Hoy una breve mención para este pequeño descubrimiento, la película Big Eyes, que se proyecta estos días en las salas de cine. Se trata de un documento muy valioso para comprender la importancia y las consecuencias de los derechos morales de autor. Como está basada en hechos reales, poco importa hablar sobre el argumento: la lucha que la pintora estadounidense Margaret Keane libró durante muchos años contra su exmarido para exigir el derecho de paternidad sobre sus propios cuadros. Durante dos décadas, el ex se dedicó a venderlos como si fuesen pintados por él, hasta que Margaret Keane se cansó y decidió exigir lo que le pertenecía: algo tan sagrado como su nombre.

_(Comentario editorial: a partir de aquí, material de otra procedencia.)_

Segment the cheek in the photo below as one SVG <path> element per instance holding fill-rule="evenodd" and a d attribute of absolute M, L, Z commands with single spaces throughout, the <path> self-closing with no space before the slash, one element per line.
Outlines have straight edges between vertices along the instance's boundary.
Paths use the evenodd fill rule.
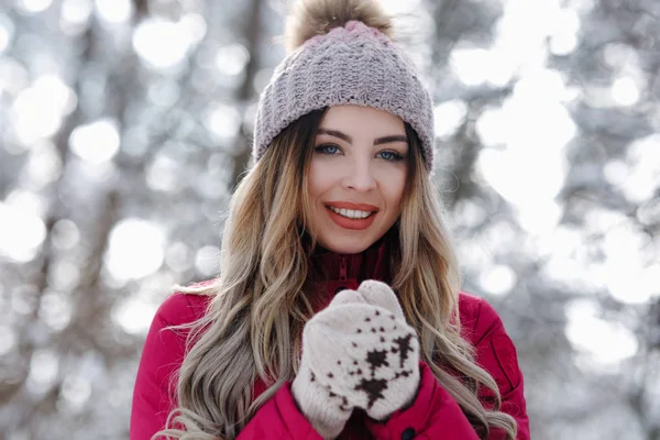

Margaret Keane es conocida por sus pinturas de niños con grandes ojos y todavía hoy sigue en la brecha.

La película pone el foco, como es lógico, en la parte íntima del sufrimiento de Keane y su agitada vida, y la cuestión legal queda relegada a unos pocos minutos al final de la película. Además, el guión fantasea bastante en torno a la fase probatoria, pero al parecer sí es cierto el hecho de que el juez, incapaz de resolver a favor de uno u otro, decidió plantar a cada parte un caballete en la misma sala del juicio y concederles una hora para pintar un cuadro. Las leyes procesales estadounidenses son así. Evidentemente ganó ella. Él ni siquiera llegó a hacer un solo trazo.
Lo cierto es que lo que se disputaba allí es lo que comúnmente se conoce como derecho de paternidad, que está recogido, por ejemplo, en el Convenio de Berna (art. 6bis) y en nuestra ley. Es una cuestión bastante lógica: si alguien pinta un cuadro, tiene derecho a que se le reconozca como autor del mismo. No debería hacer falta llegar a la dimensión jurídica, con una mínima dosis de ética es suficiente para entenderlo, pero el caso de Keane demuestra la necesidad de que esté regulado.
Independientemente de los derechos patrimoniales del autor, e incluso después de la cesión de estos derechos, el autor conservará el derecho de reivindicar la paternidad de la obra y de oponerse a cualquier deformación, mutilación u otra modificación de la misma o a cualquier atentado a la misma que cause perjuicio a su honor o a su reputación.
Por lo demás, es una película muy colorista, con una ambientación muy lograda y que provoca que el espectador se vaya encendiendo gradualmente desde el momento en el que el marido vende el primer cuadro hasta que por fin se produce el fallo del juez, pasando por la indignación hasta llegar a la rabia. Al espectador le resulta fácil empatizar con Keane y más fácil aún odiar al marido. Sin duda, gustará a todo aquel que se dedique a la propiedad intelectual.